162 contributions étatiques ont été adressées au secrétariat de la conférence. Elles représentent 90% des émissions de CO2. On pourrait donc se dire que la conférence est jouée, puisque la plupart des pays ont fait part de leurs engagements, du moins sur le papier. Ceux qui n'ont pas répondu sont pour l'essentiel les producteurs d'hydrocarbures. Plutôt que de les mettre au pilori - je rappelle que nous sommes aussi des acheteurs de leur pétrole -, nous devons les accompagner dans la montée en puissance des énergies propres.
En ce qui concerne la Russie, pour m'être entretenu avec Vladimir Poutine, je suis confiant sur le soutien qu'elle apportera au processus, d'abord parce qu'elle souffre comme les autres du réchauffement, ensuite parce qu'elle vend surtout du gaz, or cette énergie est moins centrale que le charbon dans les négociations. La Chine, deuxième émetteur de CO2 au monde, utilise massivement le charbon, mais sa population ne supporte plus les ravages de la pollution. Le président chinois en est parfaitement conscient. Lors de notre rencontre, au début du mois de novembre, il a accepté d'introduire dans l'accord une clause de révision pour évaluer régulièrement les efforts des uns et des autres afin de limiter le réchauffement à 2 degrés d'ici la fin du siècle. L'équilibre politique passe, là-bas, par l'équilibre climatique.
Quant à l'Inde, le Premier ministre Modi ne veut pas que le développement de son pays soit entravé par des contraintes trop fortes. Il estime qu'il n'a pas à souscrire d'engagements financiers et doit s'assurer que la conférence va organiser un transfert de technologies du Nord vers le Sud. Il veut faire de l'Inde un modèle en matière d'énergie solaire. Nous devons l'accompagner dans cette démarche.

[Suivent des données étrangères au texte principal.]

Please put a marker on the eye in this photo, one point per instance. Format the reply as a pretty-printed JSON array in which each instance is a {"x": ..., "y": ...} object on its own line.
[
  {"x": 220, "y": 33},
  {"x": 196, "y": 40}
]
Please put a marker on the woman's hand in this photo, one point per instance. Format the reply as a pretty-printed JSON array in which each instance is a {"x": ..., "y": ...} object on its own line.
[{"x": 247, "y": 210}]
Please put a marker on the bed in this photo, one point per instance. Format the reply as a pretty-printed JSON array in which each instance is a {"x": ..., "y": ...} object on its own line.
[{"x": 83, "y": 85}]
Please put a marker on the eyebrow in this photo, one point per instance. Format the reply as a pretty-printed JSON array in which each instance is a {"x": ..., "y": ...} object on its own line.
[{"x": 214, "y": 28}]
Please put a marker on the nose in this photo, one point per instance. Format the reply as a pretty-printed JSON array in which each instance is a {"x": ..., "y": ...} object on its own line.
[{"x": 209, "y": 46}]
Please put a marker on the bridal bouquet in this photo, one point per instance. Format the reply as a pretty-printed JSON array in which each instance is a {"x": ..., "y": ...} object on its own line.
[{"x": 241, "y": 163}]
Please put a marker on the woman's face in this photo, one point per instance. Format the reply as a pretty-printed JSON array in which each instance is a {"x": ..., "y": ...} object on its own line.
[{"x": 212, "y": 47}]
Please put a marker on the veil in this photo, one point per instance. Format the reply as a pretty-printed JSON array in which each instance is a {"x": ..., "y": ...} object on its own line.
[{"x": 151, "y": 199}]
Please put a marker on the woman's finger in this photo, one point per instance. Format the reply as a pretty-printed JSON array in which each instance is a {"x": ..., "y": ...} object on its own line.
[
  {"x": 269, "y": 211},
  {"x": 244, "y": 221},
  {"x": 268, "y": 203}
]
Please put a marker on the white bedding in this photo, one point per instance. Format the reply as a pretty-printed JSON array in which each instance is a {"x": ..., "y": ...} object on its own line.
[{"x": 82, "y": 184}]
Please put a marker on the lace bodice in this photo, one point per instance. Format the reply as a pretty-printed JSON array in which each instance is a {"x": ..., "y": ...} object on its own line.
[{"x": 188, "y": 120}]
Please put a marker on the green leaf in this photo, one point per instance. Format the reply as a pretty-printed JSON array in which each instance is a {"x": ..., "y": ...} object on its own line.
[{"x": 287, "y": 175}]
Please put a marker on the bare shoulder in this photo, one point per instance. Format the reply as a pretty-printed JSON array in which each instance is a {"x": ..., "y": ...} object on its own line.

- Quand vous entendez Barack Obama déclarer "Grâce au leadership américain, nous allons signer à Paris un grand accord", préférez-vous ne retenir que la seconde partie de la phrase ?
Je préfère qu'on se dispute sur le leadership plutôt que sur l'accord lui-même. Mais à la COP 21, il ne suffira pas de prononcer de bonnes paroles, il faudra aussi s'engager sur des objectifs contraignants. Or je sais que des règles institutionnelles peuvent empêcher certains gouvernements de signer des traités dès lors qu'ils doivent en référer à leur Parlement. De même, si l'accord doit être contraignant, il doit aussi être universel.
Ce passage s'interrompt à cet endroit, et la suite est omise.